We can no longer do that with health care. We cannot do it provincially nor can we do it federally. We need a paradigm shift. We have to get away from crisis management on health care. We need to start looking at how we deal with the needs of the individual patient ahead of the system.

We think we have a great system in Canada. The World Health Organization suggests that we are 30th in the world. Every time we get into a health care debate, somebody wants to promote an American health care system. Why would we do that? The Americans rate 37th in the world. However, 30 other countries are better than us. Why do we not take some of the examples from those countries and use them pattern a health care system that will be in the best needs of the Canadian population?

We have a good health care system, but we will be unable to sustain it on the course we are on. We have to do more than just come up with one-off accords that do not address accountability or the health of the nation. They deal with crisis management. We agree with the dollars in this accord, and we will support the legislation in that respect. We are frustrated about how we got here and we are frustrated that we have a government that is not more long-sighted than this legislation.

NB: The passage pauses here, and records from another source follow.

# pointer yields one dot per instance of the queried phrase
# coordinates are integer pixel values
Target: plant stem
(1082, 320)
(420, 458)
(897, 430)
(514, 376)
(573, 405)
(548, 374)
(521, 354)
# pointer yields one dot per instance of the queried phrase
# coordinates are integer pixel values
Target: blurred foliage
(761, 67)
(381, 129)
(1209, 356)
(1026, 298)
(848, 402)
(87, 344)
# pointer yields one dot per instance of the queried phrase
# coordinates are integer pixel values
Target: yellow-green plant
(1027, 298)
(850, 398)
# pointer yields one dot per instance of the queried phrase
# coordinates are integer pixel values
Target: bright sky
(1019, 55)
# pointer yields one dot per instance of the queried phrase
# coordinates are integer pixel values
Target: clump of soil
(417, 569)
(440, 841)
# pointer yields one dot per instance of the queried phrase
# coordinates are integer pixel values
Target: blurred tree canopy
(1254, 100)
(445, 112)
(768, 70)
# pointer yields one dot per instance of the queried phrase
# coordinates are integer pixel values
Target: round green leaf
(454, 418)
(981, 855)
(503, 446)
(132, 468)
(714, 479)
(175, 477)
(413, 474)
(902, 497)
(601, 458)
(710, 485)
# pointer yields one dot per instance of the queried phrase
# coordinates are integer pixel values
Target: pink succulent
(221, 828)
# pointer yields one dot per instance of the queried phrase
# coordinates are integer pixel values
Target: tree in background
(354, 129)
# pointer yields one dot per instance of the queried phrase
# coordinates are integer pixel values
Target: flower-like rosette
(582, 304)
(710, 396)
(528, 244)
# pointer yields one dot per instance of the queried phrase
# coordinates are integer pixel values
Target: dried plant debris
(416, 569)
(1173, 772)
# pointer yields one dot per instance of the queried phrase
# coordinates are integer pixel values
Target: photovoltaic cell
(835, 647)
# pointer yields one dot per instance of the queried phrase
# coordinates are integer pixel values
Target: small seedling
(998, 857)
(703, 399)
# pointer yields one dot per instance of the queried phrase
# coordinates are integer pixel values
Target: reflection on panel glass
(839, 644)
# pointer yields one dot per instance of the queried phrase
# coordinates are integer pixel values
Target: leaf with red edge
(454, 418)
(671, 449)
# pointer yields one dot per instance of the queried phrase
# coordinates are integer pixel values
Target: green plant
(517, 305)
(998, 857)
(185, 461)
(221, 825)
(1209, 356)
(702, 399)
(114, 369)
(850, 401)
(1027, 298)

Federal-Provincial Fiscal Arrangements Act
Government Orders

10:35 a.m.

Bloc

Stéphane Bergeron Verchères—Les Patriotes, QC

Mr. Speaker, it is a very great pleasure for me to take part in the debate on Bill C-39, to implement the agreement entered into last September between the federal government, Quebec, the nine provinces and the three territories.

It is even more of a pleasure for me to speak today on a bill which, you will recall, the Bloc Québécois opposed at second reading. We did so because of the provisions of the bill at that point. In fact, we pointed out one fundamental flaw at that time, and this was corrected in committee. Consequently, we will be able to support it most enthusiastically today.

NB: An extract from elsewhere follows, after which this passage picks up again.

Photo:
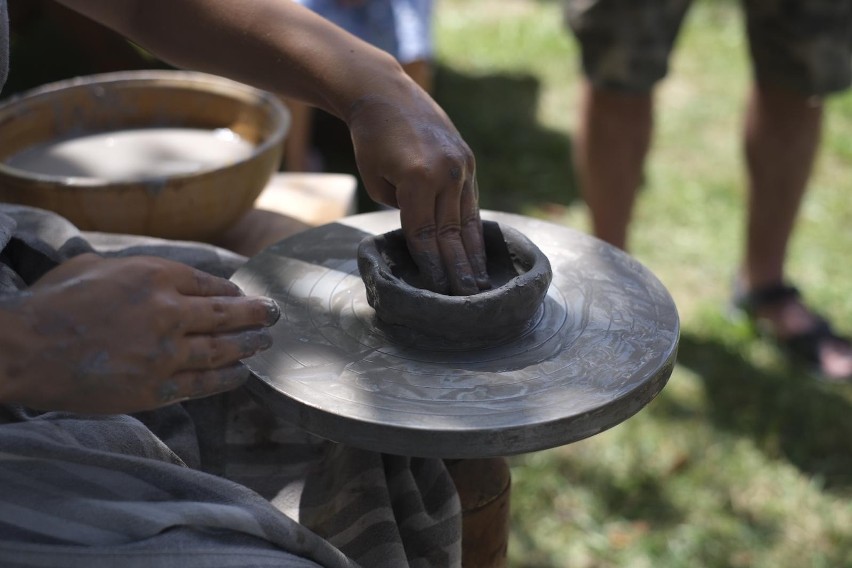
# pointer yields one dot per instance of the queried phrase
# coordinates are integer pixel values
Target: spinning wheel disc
(603, 345)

I believe it would be a good idea to start with the health agreement entered into between the federal government, Quebec and the provinces and territories. We need to take a few moments in order to have a proper understanding of the nature of Bill C-39.

Obviously, additional funds have been put into the health care system by the federal government, but it must be acknowledged that they are insufficient. I will return to that point later. We must also acknowledge that the federal government has concluded a separate, specific agreement with the Government of Quebec, which stipulated the following, in particular:

—resting on asymmetrical federalism, that is, flexible federalism that notably allows for the existence of specific agreements and arrangements adapted to Quebec's specificity—.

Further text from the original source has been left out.